= Briarmeadow, Houston =

Subdivision in Houston, Texas, United States

Briarmeadow is a subdivision in Houston, Texas, United States.

==History==
James E. Lyon developed Briarmeadow. A July 10, 1955 article described the beginning of Briarmeadow. At first 258 acre straddled Westheimer Road, with 18 acre for commercial and retail establishments.

The 1957 Parade of Homes showcased Briarmeadow.

==Education==
Briarmeadow is within the Houston Independent School District. The community is within Trustee District VII, represented by Harvin C. Moore as of 2008.

Briarmeadow is zoned to:
- Piney Point Elementary School
- Revere Middle School

Briarmeadow residents are zoned to Margaret Long Wisdom High School (formerly Lee High School) and may choose to attend Lamar High School or Westside High School.

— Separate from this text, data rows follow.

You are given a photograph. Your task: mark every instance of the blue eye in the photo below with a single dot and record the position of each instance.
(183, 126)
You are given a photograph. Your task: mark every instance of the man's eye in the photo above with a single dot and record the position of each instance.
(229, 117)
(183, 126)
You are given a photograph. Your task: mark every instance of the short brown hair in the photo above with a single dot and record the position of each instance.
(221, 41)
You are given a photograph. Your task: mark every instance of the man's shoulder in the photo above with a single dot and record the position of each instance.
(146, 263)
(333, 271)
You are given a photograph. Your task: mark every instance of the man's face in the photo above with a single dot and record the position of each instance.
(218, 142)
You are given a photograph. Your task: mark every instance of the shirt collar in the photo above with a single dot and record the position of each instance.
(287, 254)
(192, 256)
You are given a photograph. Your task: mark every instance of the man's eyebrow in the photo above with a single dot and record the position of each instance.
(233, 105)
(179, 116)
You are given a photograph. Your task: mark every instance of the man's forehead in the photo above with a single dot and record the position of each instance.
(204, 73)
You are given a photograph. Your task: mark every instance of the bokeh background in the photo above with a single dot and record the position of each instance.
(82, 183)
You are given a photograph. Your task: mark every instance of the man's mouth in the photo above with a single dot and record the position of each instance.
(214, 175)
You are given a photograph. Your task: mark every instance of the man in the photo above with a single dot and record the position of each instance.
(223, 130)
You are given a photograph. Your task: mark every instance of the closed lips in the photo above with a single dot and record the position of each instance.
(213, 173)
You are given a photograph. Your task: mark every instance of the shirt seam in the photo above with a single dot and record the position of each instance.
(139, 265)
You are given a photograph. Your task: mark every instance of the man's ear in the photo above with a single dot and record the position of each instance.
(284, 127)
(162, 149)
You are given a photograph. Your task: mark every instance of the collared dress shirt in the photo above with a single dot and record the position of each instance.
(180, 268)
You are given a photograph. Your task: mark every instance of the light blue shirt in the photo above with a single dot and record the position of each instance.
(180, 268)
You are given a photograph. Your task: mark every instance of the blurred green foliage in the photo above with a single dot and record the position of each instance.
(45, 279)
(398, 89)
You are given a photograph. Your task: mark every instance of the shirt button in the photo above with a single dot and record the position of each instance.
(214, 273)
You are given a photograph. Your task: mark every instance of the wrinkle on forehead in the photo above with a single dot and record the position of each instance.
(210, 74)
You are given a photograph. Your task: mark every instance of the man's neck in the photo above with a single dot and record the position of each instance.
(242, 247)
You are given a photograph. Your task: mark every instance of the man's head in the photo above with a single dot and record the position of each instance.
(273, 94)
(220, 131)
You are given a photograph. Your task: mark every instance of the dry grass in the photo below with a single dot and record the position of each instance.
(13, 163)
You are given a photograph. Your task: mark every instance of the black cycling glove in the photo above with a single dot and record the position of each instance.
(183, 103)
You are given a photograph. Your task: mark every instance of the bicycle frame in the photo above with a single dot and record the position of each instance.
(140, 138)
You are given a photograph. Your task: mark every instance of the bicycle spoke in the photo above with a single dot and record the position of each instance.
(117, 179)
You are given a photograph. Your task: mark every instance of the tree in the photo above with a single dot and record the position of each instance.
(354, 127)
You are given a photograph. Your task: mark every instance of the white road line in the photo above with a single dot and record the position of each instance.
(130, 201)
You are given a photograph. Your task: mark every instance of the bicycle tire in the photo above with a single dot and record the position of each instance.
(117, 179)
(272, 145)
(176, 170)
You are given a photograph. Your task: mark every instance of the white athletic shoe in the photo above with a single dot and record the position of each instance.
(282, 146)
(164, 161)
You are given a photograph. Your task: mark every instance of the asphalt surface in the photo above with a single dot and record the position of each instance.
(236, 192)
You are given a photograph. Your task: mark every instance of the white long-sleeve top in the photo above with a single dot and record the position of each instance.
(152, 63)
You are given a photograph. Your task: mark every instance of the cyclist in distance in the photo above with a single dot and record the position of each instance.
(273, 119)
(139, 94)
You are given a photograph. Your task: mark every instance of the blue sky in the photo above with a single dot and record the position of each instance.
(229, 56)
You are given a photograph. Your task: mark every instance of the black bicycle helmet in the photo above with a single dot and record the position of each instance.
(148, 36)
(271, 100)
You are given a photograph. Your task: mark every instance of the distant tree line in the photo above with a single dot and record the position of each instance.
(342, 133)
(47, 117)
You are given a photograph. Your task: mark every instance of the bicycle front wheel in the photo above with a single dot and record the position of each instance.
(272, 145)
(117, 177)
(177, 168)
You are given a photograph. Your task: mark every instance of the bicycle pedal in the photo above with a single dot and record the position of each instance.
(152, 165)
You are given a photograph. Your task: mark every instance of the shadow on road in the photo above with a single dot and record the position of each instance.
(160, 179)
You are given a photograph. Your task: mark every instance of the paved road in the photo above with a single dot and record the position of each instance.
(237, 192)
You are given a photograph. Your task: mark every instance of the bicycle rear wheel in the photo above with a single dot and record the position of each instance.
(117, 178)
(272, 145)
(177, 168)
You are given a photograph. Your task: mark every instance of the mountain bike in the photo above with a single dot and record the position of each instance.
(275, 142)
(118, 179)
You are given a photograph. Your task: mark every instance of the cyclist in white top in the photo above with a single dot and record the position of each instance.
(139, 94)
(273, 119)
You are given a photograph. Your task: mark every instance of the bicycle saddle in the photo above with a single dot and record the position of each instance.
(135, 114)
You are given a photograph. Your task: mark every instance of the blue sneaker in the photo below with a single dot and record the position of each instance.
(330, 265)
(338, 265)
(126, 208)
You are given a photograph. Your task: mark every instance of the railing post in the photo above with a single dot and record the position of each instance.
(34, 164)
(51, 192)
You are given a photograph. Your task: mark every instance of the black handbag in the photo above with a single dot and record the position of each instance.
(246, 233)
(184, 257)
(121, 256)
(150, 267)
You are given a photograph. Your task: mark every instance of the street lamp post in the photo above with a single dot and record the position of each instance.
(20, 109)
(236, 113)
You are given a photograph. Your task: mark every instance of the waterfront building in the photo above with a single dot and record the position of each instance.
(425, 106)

Residents of the Piney Point Elementary School attendance zone may apply for the Briarmeadow Charter School (K-8). Named after the Briarmeadow community, it was created in 1997, with 125 students, to relieve Piney Point and three other elementary schools. Briarmeadow Charter at one time rented space at the Post Oak YMCA, with students using an area library and the cafeteria of T.H. Rogers School. It moved into a permanent 11 acre facility, with the school building being 90000 sqft former manufacturing warehouse, with room for 550 pupils, in 2001; the building had a value of $10 million, funded by the Rebuild 2002 bond, and its second floor had 7000 sqft of space. The classrooms are in groups with a common area linking them. The building's facilities include a cafeteria equipped with a stage and designated for multiple purposes, a fine art studio with a separate entry area and an attached music studio with high-acoustic capabilities, two computer laboratories, a library, a multimedia room, a music studio, two language laboratories, and a science laboratory. Athletic fields, a nature area, and playgrounds use an outdoor area with 11 acre of space. HISD had plans to use the second floor as administrative offices. It had 220 students in June 2001, increasing to 350 by September of that year.

Mark White Elementary School was scheduled to open in August 2016. Residents of the Piney Point Elementary zone, along with those of the Briargrove, Pilgrim, and Emerson zones, are allowed to apply to this school.